室江に好意があるものの、それに気が付いてもらえず気を引きたいがために彼の持ち物を盗んだが気が咎めたためメモ用紙を使って返却した。
この場合、犯人に一番近いのは、黒髪メガネの女子生徒、
彼女は恐らく自分が本来取っていない授業に参加し、室江を監視していた可能性がある。
室江が言うには、文学部二年生ということだが、同じ文学部である晴臣はそういう女子生徒はいないと断言した。
もしかしたら学部や学年だけでなく、名前も偽っているかもしれない。
「これに関しては、本当に、『田村八重子』って生徒がどの学部の生徒か調べないとな」
「となると……学生課?」
「学生課が、学生の個人情報を他の学生に漏らすか?」
「じゃあどうするつもり?」
「まあ、ダメ元で訊いてもいいけど、この時間じゃあ学生課もう閉まってるしな。行くなら明日だ」
「中隊に訊くってのはどう?」
「無理だろ。流石に学生自治会でも、全生徒の個人情報は把握してねえよ」
「そっかあ」
顕人の言葉に晴臣は肩を落とす。
でも、確かに学内公権力である、『サモエド管理中隊』を頼るのは一つの手でもある。学生課がダメなときは、函南に頼むのも有りだろう。
顕人はそんなことを考えながら次の可能性に進める。
可能性その三、『良心の呵責説』。
実は室江を目の敵にしている複数人のグループがいて、室江の持ち物を嫌がらせに盗んだ。しかしその中の誰かが室江に同情し持ち物を返した。だがそのことをグループ内に知られないようにメモ用紙をしようした。
これに関してまだ有力な容疑者はいない。
しかしこれら三つの可能性に共通して関わってくるのは先週起こった、無差別粉胡椒ふりかけ事件『ペッパーハプニング』だ。
どの可能性でも、犯人はこの事件の発生を予め知ることができたのだ。
その『ペッパーハプニング』の犯人として噂されているのが、社会学部四年のバスケ部所属の荒瀬川とその友人。
「でも本当に犯人か知りたいけど、その荒瀬川さんは今学校を休んでる」
「暴漢に鉄パイプで殴られたって話だけどどう思う?」
「新聞にも載ったんだろ? 襲われたって話は本当だろうけど、タイミング的に勘繰りたくなるな」
「勘繰る? 何を?」
顕人の『勘繰る』という言葉に晴臣は首を傾げた。
「相手は六人、しかも体格の良いヤツばっかり。
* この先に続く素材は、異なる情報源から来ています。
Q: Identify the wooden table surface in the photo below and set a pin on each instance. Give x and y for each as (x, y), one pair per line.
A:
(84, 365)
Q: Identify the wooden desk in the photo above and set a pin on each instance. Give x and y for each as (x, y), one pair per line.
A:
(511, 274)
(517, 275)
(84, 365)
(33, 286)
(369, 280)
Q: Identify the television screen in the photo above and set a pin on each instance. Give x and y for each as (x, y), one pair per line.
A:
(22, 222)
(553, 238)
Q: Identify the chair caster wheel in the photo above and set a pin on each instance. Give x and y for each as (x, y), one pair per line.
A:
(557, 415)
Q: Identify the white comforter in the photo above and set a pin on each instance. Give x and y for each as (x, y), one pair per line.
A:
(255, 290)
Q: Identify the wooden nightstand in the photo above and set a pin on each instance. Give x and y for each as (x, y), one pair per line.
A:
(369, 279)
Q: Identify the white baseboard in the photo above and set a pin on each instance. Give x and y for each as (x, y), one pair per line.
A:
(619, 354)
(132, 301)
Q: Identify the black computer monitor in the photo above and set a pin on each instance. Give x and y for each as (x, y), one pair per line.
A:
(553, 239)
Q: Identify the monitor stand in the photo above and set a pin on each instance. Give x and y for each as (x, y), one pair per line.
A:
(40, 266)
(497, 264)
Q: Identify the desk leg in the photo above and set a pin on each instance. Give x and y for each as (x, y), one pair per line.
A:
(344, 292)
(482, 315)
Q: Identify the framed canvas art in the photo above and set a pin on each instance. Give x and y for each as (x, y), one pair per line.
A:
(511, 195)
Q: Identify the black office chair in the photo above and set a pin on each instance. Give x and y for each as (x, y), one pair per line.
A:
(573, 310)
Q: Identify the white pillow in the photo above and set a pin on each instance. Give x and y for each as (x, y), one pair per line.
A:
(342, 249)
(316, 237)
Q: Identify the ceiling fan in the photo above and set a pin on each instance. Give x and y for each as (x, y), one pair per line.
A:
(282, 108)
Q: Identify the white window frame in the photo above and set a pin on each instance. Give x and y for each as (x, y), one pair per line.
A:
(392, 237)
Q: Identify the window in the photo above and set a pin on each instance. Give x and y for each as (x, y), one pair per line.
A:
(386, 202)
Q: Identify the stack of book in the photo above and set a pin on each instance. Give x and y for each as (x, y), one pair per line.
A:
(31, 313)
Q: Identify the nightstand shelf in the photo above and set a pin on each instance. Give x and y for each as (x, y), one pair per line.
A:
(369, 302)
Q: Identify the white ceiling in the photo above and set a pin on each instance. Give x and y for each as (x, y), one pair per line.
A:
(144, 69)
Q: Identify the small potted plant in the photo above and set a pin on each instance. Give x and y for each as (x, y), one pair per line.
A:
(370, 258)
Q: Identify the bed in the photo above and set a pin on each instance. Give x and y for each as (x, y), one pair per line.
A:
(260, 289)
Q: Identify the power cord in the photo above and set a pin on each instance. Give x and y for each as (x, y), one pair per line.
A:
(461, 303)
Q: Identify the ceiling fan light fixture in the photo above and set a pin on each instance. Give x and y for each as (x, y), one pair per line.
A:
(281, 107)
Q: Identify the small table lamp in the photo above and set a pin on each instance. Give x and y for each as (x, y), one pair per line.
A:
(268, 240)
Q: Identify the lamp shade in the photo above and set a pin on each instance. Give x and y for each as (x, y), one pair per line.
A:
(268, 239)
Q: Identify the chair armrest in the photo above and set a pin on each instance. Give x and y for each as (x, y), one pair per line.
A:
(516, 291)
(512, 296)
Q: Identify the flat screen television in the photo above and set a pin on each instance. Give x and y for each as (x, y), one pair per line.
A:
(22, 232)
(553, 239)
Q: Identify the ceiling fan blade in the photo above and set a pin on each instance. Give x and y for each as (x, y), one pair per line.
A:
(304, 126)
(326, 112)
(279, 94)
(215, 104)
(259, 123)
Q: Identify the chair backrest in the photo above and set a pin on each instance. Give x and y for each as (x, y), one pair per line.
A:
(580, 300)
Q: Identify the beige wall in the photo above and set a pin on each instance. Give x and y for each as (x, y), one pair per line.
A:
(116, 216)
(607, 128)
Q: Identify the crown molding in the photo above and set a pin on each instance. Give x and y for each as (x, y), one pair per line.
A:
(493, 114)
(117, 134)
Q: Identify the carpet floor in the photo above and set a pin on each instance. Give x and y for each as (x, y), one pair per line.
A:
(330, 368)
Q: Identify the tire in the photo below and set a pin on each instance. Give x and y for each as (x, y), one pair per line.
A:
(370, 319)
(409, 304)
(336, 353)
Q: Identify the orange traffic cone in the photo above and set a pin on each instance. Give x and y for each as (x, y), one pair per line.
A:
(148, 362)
鉄パイプ持ってるからって一人で行くか普通?」
「僕は素手でも勝つ自信あるけど?」
「ハルの話はどうでも良いよ。一般的な、普通の神経の人の話」
「何が一般的かなんてそもそも自分の中の価値観で測るものでしょう? 自分を基準に考えるものじゃないの? というか普通の神経の人は鉄パイプで誰かを襲ったりしないんじゃない?」
「うん、確かに」
晴臣の正論に顕人は素直に頷く。
いやしかし、そういう話ではないのだ。
「俺が言いたいのは、武器があるからと行って一対六の勝負は挑まないってことを言いたいんだよ」
「つまり?」
「犯人は元々荒瀬川さんたちに狙いを定めていた可能性がある。具体的にどういう事件だったか知らないけど、狙うなら一人で歩いている人や女性、子供の方が狙いやすい」
「理由は?」
「そんなの知るか。でもハルの話を聞いた感じじゃあ怨恨とかも有り得そうだな」
「怨恨……『ペッパーハプニング』の被害者とか?」
「無くはないだろうけど。でも言い方悪いけど、荒瀬川さんが通り魔に襲われたとかどうでもいい。怨恨なら尚更。身から出た錆だろ。俺たちは、室江先輩にメモ用紙を送ったヤツが知りたいだけだし。荒瀬川さんたちが『ペッパーハプニング』を仕掛けたとして、どのくらいの準備期間があってどの程度の人間がそれを知り得たか探る必要がある。その中にきっとメモ用紙の主がいるわけだし」
顕人はそう言いながら、ルーズリーフに今の話も書き出していく。
つまり、次の目的は『ペッパーハプニング』がいつ企まれたかを調べる。
首謀者と思しき荒瀬川に直接話を聞きに行くのは難しいから、やはり陸上部の西尾が言っていた荒瀬川の彼女と言われている『あんりちゃん』に話を聞くのが良いかもしれない。
「でも、この人も流石にもう帰ってるか」
「もう遅いしね」
「明日だな」
「明日いるかな? 土曜日だけど」
「あー、そっかあ」
土曜日に授業を入れていない生徒は意外と多い。
顕人と晴臣もそうだ。授業自体は入れようを思えば入れられるが、大抵の生徒は休みにしてしまう。
というか、二人は完全に失念していたことがある。
「そもそも大体の生徒は明日からゴールデンウイークじゃないか?」
顕人は思わず呟く。
その言葉に春の連休の存在を思い出した晴臣も目を剥く。
「うわあ、そうだ、忘れてた。だから宮センセー、僕たちに片付け押し付けたんだ。明日から休みだから」
忘れてた!
晴臣は思わず項垂れる。顕人もすっかり忘れていた。これじゃあ暫くはこの件を調べることができない。
「次、皆学校来るのが五月六日か。ダメだな、これは」
顕人はあっさりと言い切ると、まるで諦めたかのようにルーズリーフと筆記用具を片付けだす。
それを見ながら晴臣は渋い顔をする。
「ええ、これで終わり? 賭けは? マックの新作メニューは?」
「六日になってから考えるか。取り敢えず今日は図書館寄って終わりだな」
顕人はそう言うとカバンを持って立ち上がる。だけど晴臣は不思議そうに顕人を見るばかり。
「図書館? なんで?」
「いや、だって、先週の通り魔事件って新聞の地方記事に載ったんだろ? 一応概要知りたいから」
「あー、……でも図書館? なんで?」
「お前図書館使ったことないのか? あるだろ、新聞。最近じゃあデジタルだから大抵の新聞は見れるようになってんだぞ?」
「へえ! 最近凄いんだね!」
顕人は信じられないという顔で晴臣を見る。晴臣も信じられないという顔で顕人を見る。しかし今更何を行ってもしょうがないと悟って顕人はがくりと肩を落とす。
そんな顕人を余所に、晴臣はカバンを持ちトレーと皿を返却しにいく。
そしてさっさと食堂の入口の方へ歩いていき「早く行かないと図書館閉まるよ!」と叫ぶ。
まだ少しいた食堂の利用客の視線を集めてしまい、顕人は慌てて晴臣の元へ急いだ。